OD è un’associazione senza scopo di lucro attiva dal 2007 e formata da studenti/esse delle scuole superiori dell’Alto Adige e del Trentino. L’obiettivo di OD è quello di promuovere cittadinanza attiva, incentivando, al contempo la voglia di solidarietà e il confronto critico tra i/le giovani.

Chi ci supporta:

OD è sostenuta dall’Ufficio per la cooperazione allo sviluppo, dall’Amt für Jugendarbeit, dall’Ufficio Politiche giovanili e dal Deutschen Schulamt della Provincia di Autonoma di Bolzano, e dall’Incarico Speciale per le politiche giovanili della Provincia Autonoma di Trento.

OD ringrazia le/gli insegnanti referenti ed i numerosi datori aderenti, come i Comuni di Bolzano, Brunico, Varna e Besenello e le tante realtà private. Un ringraziamento speciale va alle/ai giovani che hanno scelto di attivarsi: insieme possiamo fare la differenza!

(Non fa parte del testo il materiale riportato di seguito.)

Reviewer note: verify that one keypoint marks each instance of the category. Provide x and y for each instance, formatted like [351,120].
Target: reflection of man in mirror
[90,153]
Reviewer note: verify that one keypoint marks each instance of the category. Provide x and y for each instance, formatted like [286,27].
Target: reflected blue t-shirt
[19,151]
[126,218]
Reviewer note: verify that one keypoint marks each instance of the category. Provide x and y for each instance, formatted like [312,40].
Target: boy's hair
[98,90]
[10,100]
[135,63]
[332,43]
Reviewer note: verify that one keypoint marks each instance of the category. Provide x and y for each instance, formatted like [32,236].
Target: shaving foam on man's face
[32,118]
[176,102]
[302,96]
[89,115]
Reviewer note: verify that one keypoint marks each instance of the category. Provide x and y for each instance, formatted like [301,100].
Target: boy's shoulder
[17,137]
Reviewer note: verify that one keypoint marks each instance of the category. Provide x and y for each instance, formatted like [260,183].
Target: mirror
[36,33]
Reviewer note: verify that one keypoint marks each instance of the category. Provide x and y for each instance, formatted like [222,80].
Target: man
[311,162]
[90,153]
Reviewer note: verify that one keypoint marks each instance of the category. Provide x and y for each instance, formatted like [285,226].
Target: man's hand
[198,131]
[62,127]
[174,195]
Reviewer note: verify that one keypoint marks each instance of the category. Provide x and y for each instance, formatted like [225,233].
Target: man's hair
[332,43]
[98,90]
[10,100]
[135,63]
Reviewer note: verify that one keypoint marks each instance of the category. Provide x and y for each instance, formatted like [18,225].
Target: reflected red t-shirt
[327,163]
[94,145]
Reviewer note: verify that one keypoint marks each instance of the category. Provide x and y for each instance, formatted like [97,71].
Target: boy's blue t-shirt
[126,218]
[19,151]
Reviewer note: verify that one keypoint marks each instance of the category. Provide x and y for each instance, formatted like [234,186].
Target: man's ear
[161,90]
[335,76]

OPERATION DAYWORK HUMAN RIGHTS AWARD 2018/2019

THE WINNER IS: Sheik Abdo from Syria

Le studentesse e gli studenti presenti all’assemblea generale di Operation Daywork del 25.05.2018 hanno votato ed infine eletto il vincitore del premio diritti umani di OD per l’anno 2018/2019:

Sheik Abdo, proveniente dalla Siria e che oggi vive in Libano.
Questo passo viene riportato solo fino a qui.